Use case (3) (and the use case 2b) cannot fully be covered by a simple version control system. For a VESPA hub taking over, the hub would check out the RD and ancillary files, but they would still not have the data files. Due to the dramatically varying sizes of the data collections published through EPN-TAP (kilobytes to Terabytes), there probably is no one-size-fits-all approach.
For small-to-medium-sized data collections, we should investigate the use of dachs datapack together with bulk storage location; in this scenario, data providers would probably rsync datapacks to that location after major changes.

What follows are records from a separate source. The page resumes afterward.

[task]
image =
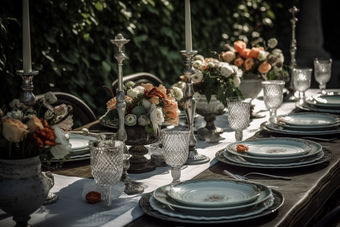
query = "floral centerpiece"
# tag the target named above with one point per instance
(146, 106)
(27, 132)
(261, 58)
(215, 77)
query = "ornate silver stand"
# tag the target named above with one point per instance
(293, 49)
(130, 188)
(190, 108)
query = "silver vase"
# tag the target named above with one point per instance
(23, 188)
(210, 133)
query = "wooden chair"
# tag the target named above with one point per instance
(82, 113)
(138, 78)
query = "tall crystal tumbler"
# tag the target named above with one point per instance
(176, 151)
(273, 95)
(302, 79)
(238, 115)
(322, 72)
(106, 165)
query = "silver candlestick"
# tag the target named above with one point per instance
(293, 49)
(190, 109)
(130, 188)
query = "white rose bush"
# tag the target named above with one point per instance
(215, 77)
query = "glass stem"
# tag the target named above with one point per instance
(107, 198)
(238, 135)
(176, 174)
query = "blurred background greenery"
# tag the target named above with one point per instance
(71, 45)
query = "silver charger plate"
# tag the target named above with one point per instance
(220, 156)
(278, 129)
(144, 204)
(314, 149)
(161, 195)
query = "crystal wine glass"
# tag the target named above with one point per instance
(322, 72)
(176, 151)
(106, 165)
(302, 79)
(238, 115)
(273, 95)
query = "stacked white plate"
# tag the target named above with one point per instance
(328, 103)
(275, 152)
(212, 199)
(305, 123)
(80, 145)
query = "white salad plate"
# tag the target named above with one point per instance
(178, 214)
(314, 148)
(274, 147)
(302, 162)
(161, 194)
(214, 193)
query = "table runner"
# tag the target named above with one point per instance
(72, 210)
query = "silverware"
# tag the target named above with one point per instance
(236, 176)
(320, 139)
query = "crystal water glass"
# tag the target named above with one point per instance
(238, 115)
(322, 72)
(176, 151)
(273, 95)
(302, 80)
(106, 166)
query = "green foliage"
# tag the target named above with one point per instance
(71, 45)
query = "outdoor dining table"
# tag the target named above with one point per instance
(311, 191)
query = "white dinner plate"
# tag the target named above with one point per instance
(161, 195)
(314, 149)
(178, 214)
(214, 193)
(241, 160)
(274, 147)
(279, 129)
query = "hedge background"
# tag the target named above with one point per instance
(71, 45)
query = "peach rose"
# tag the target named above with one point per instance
(13, 130)
(264, 67)
(238, 62)
(147, 86)
(254, 53)
(245, 53)
(248, 64)
(239, 46)
(34, 124)
(228, 56)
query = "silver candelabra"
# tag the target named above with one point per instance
(190, 109)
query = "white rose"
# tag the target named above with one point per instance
(63, 146)
(226, 70)
(262, 55)
(132, 93)
(197, 64)
(198, 76)
(197, 96)
(177, 93)
(50, 98)
(146, 104)
(237, 81)
(156, 117)
(143, 120)
(272, 43)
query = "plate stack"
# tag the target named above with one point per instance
(211, 201)
(327, 103)
(305, 123)
(275, 153)
(80, 145)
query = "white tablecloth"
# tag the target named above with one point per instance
(71, 210)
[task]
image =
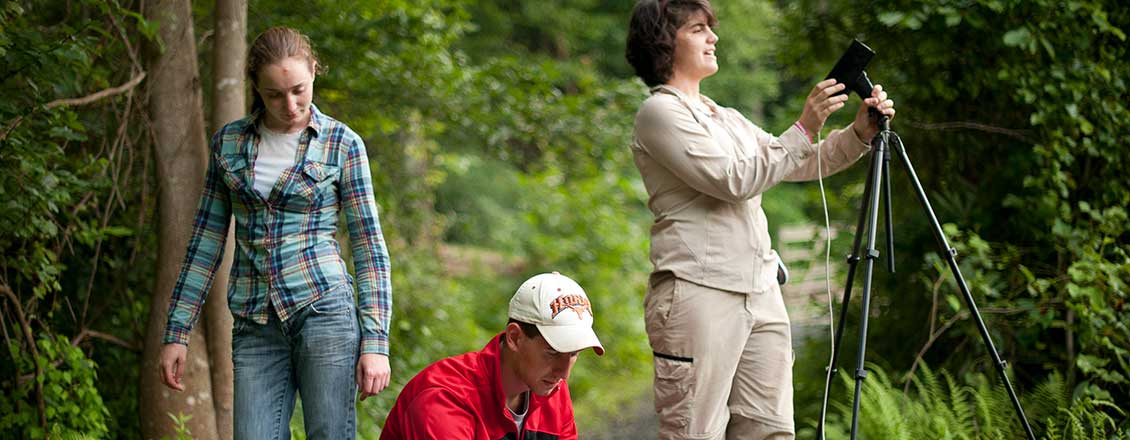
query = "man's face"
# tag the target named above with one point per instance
(539, 367)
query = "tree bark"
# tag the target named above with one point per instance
(228, 104)
(176, 117)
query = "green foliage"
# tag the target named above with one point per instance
(181, 421)
(74, 404)
(71, 208)
(940, 406)
(1016, 127)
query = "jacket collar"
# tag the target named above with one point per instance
(710, 105)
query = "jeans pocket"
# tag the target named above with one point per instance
(333, 303)
(674, 391)
(238, 325)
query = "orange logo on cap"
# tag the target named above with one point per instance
(577, 303)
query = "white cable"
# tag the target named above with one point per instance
(827, 247)
(827, 269)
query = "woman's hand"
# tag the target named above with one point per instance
(867, 127)
(172, 364)
(373, 373)
(820, 104)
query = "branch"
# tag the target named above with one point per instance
(1019, 135)
(98, 95)
(107, 337)
(35, 352)
(933, 337)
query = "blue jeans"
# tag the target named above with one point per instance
(313, 353)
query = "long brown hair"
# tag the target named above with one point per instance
(271, 46)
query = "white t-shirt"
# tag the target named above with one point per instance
(276, 154)
(526, 408)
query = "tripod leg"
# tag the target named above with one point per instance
(869, 270)
(886, 204)
(949, 255)
(852, 264)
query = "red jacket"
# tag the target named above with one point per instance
(461, 397)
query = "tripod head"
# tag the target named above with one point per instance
(850, 71)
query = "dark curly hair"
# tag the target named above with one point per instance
(651, 35)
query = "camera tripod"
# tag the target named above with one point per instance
(879, 178)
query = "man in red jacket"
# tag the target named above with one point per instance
(515, 387)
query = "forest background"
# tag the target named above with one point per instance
(498, 132)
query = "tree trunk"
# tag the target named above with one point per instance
(176, 118)
(228, 104)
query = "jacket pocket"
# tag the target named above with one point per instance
(233, 166)
(315, 179)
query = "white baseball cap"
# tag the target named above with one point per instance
(561, 310)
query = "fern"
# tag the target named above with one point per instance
(939, 406)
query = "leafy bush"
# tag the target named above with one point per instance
(940, 406)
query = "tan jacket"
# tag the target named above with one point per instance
(705, 167)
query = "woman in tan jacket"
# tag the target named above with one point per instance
(713, 311)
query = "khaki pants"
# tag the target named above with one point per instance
(723, 361)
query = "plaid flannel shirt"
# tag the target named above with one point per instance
(286, 251)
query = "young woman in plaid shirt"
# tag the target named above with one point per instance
(285, 173)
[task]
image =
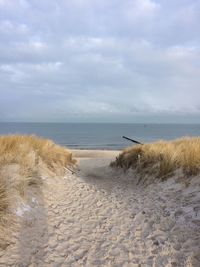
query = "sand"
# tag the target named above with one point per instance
(101, 217)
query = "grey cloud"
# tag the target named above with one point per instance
(99, 60)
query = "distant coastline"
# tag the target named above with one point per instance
(103, 136)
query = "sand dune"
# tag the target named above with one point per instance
(100, 217)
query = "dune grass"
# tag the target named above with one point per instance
(162, 158)
(21, 159)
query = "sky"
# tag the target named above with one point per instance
(100, 61)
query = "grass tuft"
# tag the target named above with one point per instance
(162, 158)
(21, 159)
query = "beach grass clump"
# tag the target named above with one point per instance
(22, 157)
(162, 158)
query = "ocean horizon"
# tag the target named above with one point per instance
(107, 136)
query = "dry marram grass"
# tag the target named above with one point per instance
(21, 159)
(162, 158)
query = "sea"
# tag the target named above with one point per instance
(106, 136)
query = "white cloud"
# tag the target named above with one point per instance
(103, 59)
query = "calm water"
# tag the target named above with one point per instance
(101, 136)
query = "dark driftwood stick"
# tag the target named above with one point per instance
(134, 141)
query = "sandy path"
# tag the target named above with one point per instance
(101, 218)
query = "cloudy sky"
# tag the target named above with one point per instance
(100, 60)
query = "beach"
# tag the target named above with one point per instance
(95, 215)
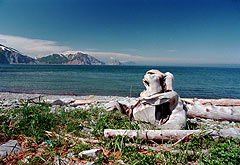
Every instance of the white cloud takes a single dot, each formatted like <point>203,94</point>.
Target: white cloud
<point>32,47</point>
<point>171,50</point>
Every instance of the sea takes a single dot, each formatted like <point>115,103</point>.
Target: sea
<point>189,82</point>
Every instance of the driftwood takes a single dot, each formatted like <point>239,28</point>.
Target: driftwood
<point>170,135</point>
<point>157,135</point>
<point>209,111</point>
<point>217,102</point>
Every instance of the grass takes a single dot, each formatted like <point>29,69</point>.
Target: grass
<point>29,124</point>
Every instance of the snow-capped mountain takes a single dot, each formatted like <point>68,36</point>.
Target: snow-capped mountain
<point>12,56</point>
<point>70,59</point>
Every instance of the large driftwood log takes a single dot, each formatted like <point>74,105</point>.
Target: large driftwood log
<point>210,111</point>
<point>169,135</point>
<point>157,135</point>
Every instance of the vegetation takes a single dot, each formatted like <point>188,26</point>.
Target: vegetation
<point>31,126</point>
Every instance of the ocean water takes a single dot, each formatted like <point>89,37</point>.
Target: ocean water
<point>200,82</point>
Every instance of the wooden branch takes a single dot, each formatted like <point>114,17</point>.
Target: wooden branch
<point>157,135</point>
<point>221,113</point>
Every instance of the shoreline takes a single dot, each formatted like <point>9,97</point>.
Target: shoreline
<point>22,95</point>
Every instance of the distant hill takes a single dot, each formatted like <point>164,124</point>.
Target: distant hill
<point>53,59</point>
<point>12,56</point>
<point>70,59</point>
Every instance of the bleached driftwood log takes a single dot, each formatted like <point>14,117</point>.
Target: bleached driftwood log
<point>169,135</point>
<point>209,111</point>
<point>157,135</point>
<point>158,104</point>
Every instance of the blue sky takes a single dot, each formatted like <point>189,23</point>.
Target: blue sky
<point>146,31</point>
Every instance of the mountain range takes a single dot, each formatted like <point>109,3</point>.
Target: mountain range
<point>12,56</point>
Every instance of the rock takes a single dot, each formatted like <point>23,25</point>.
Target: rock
<point>10,147</point>
<point>94,153</point>
<point>58,102</point>
<point>60,161</point>
<point>7,103</point>
<point>91,163</point>
<point>87,129</point>
<point>230,132</point>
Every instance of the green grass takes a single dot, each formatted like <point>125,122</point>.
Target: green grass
<point>30,123</point>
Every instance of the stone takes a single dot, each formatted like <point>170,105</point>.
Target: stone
<point>93,153</point>
<point>10,147</point>
<point>58,102</point>
<point>230,132</point>
<point>59,161</point>
<point>91,163</point>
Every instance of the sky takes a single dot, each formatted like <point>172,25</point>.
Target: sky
<point>148,32</point>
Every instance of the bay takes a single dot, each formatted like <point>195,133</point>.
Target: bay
<point>200,82</point>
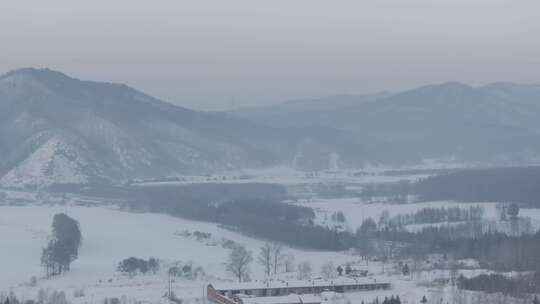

When the fallback system has to kick in, the hub would retrieve and unpack the datapack, check out the RD in version control over the extract and then run the ingestion. Alternatively, there might be an extra dachs datapack mode that leaves existing files under version control alone. The online storage of data collections is also investigated in the VESPA-Cloud project.
In this document, with thus focus on providing a set of versioned repositories for servers' metadata and services' resource description.
VESPA Hubs Repositories
The VESPA assets configuration is managed through git repositories, hosted by Gitlab servers at the VESPA-Hubs. The repositories are organised with two project trees, one for the server configurations, the other for the services content and configuration. We make use of the project group feature of Gitlab, which allows to manage permissions and access with a directory-like hierarchical structure.
In the following section, the VESPA-Hub repository URL is referred to as gitlab_server_url
. Each VESPA-Hub uses the same architecture, but with different the servers and services contents.
The server managers have to set up projects groups with access rights according to the proposed architecture.
The two project trees are organised as follows:
- Server Repository Tree:
gitlab_server_url/vespa/<server_type>/servers/<institute>/<server_name>
- Service Repository Tree:
gitlab_server_url/vespa/
<server_type>/
services/
<institute>/<server_name>/<
service_name>
The proposed architecture is suitable for managing VESPA DaCHS server and their associated VESPA EPNcore services. The pieces of the repository tree elements are detailed below:
- At this point the layer '<
server_type>
' has only one possible value:dachs
. It will also be used for other servers and services (such as run-on-demand services, with UWS server like OPUS). - The '
<institute>
' should be an acknowledged name (by the provider or host, and by VESPA) of the hosting institute, or data centre (e.g., PADC, JacobsUni, Heidelberg, CDPP, LATMOS, IAS-Orsay, IWF-Graz, IAP-Prag...). This part of the tree may have several levels for various sub-groups, projects, if required. - The '
<server_name>
' is the domain name (or a short name) for the server (e.g., voparis-tap-planeto.obspm.fr or voparis-tap-planeto) - The '
<service_name>
' is the schema name in the case of VESPA EPN-TAP services (e.g., planets, bass2000...)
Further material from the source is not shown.